Jamaah memberikan sejumlah pertanyaan melalui secarik kertas yang sudah disediakan panitia. Kebanyakan pertanyaan yang ditujukan kepada Ketua Organisasi Internasional Alumni Al Azhar Cabang Indonesia ini berkaitan dengan seputar dunia Islam dan bagaimana mewujudkan pemerintahan yang baik.
Namun, tak sedikit pula yang menanyakan perihal isu TGB akan maju dalam pemilihan presiden dan wakil presiden (pilpres) pada 2019. Sedikitnya ada lima pertanyaan yang menjurus seputar isu pilpres 2019. "Waduh, berat-berat ini pertanyaannya karena ini masih isu, saya enggak bisa menjawabnya," kata TGB sambil tersenyum.
TGB lebih memilih menjawab pertanyaan di luar pilpres 2019, seperti bagaimana membangun nasionalisme bangsa, menyikapi bonus demografi Indonesia pada masa mendatang, serta hubungan Islam dengan politik. "Kondisi umat Islam di Indonesia, Insya Allah masa depannya baik kalau punya anak muda yang baik," ujar TGB.
TGB mengajak anak muda saat ini membangun visi ke depan, menghimpun segala macam kebaikan, dan bergerak bersama untuk masa depan Indonesia yang lebih baik.

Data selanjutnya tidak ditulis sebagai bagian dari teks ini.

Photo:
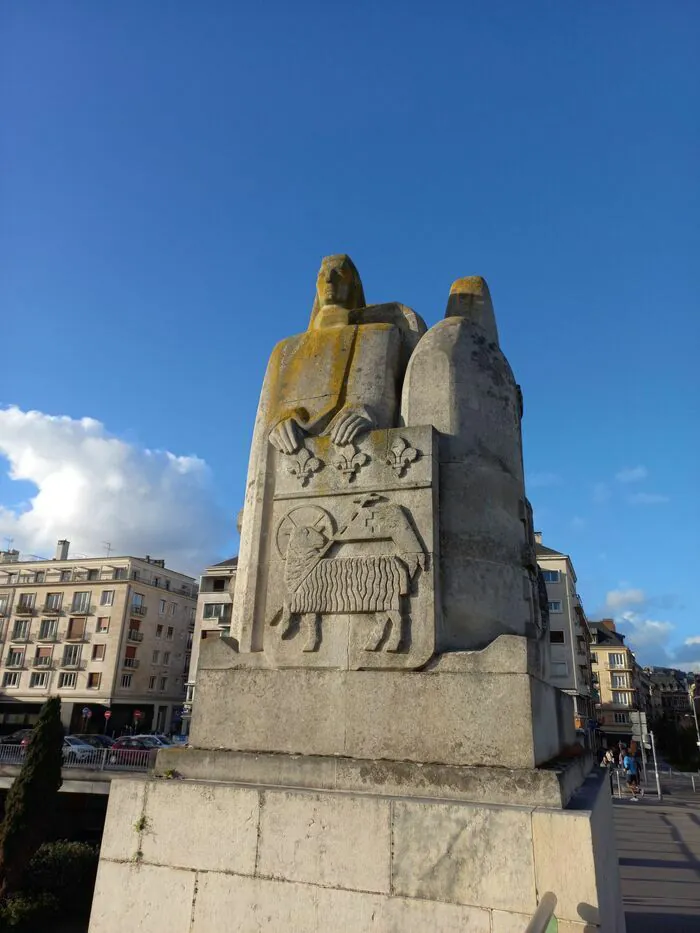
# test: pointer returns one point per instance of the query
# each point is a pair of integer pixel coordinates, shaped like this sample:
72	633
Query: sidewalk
658	845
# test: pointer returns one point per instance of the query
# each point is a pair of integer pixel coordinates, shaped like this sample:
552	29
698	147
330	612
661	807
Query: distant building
569	635
105	634
212	619
617	680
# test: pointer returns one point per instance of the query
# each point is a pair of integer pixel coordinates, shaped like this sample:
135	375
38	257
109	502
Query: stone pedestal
192	856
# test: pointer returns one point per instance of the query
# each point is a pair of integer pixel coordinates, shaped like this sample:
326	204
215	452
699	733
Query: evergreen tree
32	798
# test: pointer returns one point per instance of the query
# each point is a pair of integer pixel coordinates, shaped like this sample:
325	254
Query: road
659	850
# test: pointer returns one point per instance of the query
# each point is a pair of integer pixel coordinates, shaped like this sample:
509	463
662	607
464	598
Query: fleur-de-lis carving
350	461
304	465
401	456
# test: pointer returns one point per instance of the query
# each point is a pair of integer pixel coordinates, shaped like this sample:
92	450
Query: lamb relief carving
320	583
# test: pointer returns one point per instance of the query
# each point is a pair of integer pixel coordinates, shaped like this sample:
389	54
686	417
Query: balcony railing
19	636
83	609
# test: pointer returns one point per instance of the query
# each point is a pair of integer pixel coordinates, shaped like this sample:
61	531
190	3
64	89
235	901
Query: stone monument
374	745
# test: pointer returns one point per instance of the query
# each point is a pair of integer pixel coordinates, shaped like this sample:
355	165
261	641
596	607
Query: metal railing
94	759
543	920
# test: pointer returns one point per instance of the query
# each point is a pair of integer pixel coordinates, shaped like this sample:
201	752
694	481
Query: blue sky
173	173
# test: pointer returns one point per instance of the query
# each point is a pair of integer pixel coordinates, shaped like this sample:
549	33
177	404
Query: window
53	602
76	630
71	656
81	603
48	629
20	630
15	657
214	610
42	658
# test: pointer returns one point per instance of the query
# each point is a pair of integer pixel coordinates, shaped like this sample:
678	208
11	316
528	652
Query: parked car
97	741
130	751
74	751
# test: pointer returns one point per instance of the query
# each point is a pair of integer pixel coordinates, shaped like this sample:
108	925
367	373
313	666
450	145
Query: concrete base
183	856
469	708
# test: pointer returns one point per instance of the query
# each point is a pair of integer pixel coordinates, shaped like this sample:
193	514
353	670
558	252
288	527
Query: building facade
617	681
212	619
106	635
569	635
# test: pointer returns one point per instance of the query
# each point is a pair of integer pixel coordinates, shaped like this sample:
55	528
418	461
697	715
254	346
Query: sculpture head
338	285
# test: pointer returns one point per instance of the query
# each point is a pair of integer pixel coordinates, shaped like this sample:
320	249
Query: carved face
335	284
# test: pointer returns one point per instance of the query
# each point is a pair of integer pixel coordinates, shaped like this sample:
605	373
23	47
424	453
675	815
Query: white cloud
632	474
539	480
92	487
647	498
623	599
600	493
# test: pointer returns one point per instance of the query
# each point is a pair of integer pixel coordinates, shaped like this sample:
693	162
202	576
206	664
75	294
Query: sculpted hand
348	423
286	436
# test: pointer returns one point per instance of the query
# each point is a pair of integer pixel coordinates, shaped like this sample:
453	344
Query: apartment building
569	635
108	635
212	619
617	680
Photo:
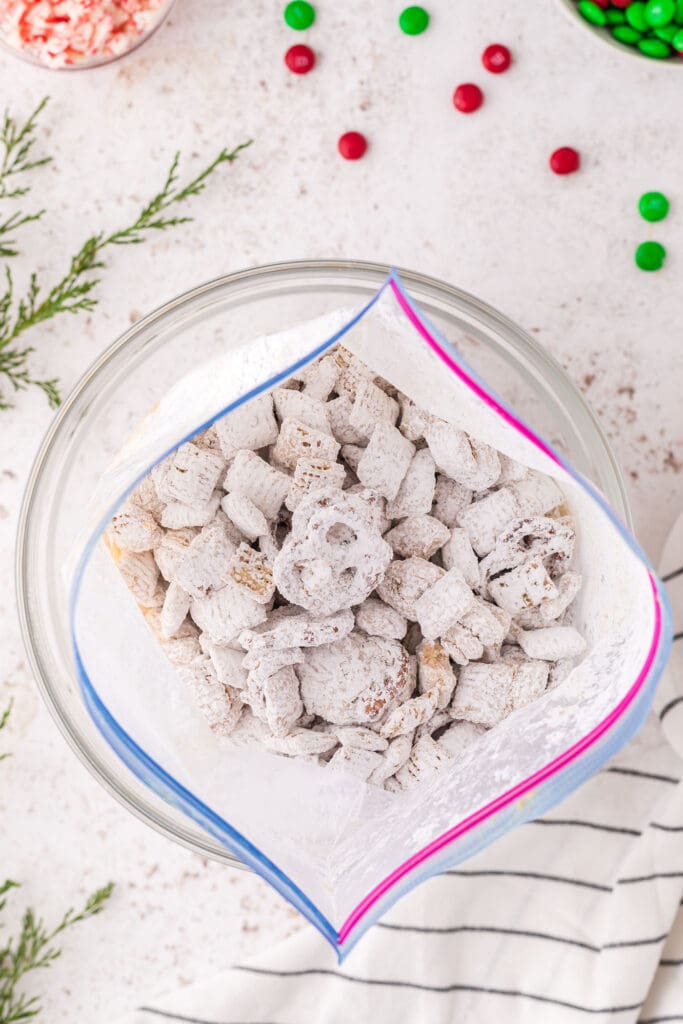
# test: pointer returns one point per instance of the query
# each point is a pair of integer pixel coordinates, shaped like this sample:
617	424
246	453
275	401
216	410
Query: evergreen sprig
74	293
34	947
16	142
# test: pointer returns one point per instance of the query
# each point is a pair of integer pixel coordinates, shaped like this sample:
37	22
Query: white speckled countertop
469	200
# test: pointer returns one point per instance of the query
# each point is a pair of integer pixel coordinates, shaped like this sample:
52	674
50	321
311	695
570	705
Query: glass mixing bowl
604	36
123	384
119	46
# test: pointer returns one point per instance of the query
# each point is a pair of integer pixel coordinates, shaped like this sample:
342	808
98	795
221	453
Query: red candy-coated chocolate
497	58
300	58
352	145
564	161
468	97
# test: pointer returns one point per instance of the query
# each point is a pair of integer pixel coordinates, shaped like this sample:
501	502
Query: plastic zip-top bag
345	610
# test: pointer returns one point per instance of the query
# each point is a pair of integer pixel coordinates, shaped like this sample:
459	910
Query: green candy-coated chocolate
667	32
635	15
592	12
654	48
413	20
299	14
625	34
659	11
653	206
650	255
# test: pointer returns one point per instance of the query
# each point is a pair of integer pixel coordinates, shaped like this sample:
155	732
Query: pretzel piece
458	553
482	693
247	517
313	474
552	643
464	459
450	500
134	527
372	406
443	604
385	461
174	611
251	426
426	759
179	516
283	701
333	562
226	663
355	761
293	628
524	540
321	377
379	620
298	406
339	413
206	565
140	574
413	419
251	475
171	551
224	613
460	736
418	535
435	673
356	680
416	493
363	739
219	705
189	475
404	582
297	440
522	588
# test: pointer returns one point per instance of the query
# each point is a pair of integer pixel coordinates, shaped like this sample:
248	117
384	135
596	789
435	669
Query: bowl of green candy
651	29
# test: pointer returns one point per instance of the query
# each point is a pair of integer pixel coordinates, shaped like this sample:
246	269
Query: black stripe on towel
536	876
546	937
585	824
440	989
190	1020
644	774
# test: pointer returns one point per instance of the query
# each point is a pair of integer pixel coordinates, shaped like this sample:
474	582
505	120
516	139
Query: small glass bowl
125	382
88	62
604	36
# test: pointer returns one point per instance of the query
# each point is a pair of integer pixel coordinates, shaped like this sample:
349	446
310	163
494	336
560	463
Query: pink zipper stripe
519	791
564	759
473	386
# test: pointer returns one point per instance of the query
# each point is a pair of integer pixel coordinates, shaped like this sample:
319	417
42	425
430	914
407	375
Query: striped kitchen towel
577	916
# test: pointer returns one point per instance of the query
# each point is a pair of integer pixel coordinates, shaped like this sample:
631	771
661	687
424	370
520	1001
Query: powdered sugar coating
371	598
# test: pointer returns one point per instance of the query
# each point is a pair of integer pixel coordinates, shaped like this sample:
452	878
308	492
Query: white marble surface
466	199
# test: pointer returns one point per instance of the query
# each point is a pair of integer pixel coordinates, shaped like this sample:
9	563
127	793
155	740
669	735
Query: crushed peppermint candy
72	33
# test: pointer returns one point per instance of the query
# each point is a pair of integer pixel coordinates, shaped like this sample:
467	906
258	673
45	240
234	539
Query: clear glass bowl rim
601	36
325	271
29	57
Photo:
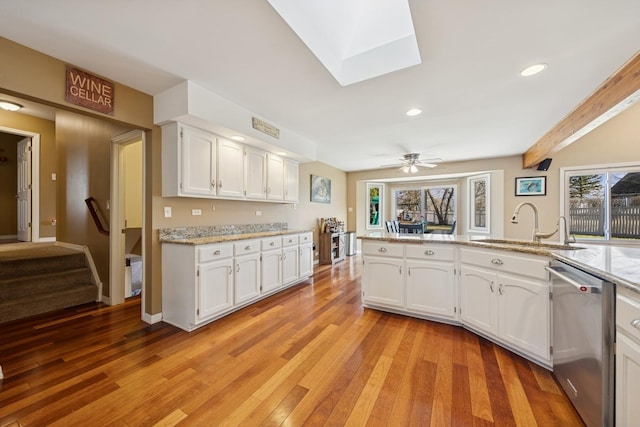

Terkait nasionalisme, TGB mengimbau generasi muda menumbuhkan sikap bangga terhadap bangsa sendiri. Menurut dia, hal ini penting agar bangsa ini juga dihormati bangsa lain.
"Yang paling penting, mulai hargai diri sendiri, bangsa sendiri. Bagaimana kita buat orang lain menghormati bangsa sendiri (Indonesia), kalau kita tidak hormati bangsa kita," kata TGB.
Terkait politik dan Islam, menurut TGB, tidak bisa dipisahkan. TGB memandang, aspek keagamaan tidak bisa dilepaskan dari segala praktik kebangsaan dan berjalan seiringan. Hal ini jelas termuat dalam sila pertama --Ketuhanan yang Maha Esa-- yang digagas para pendiri bangsa.
"Sila pertama dari pendiri, artinya agama tidak boleh dipisahkan dari praktik kebangsaan kita. Nilai agama harus menjiwai praktik berpolitik kita," ungkap TGB.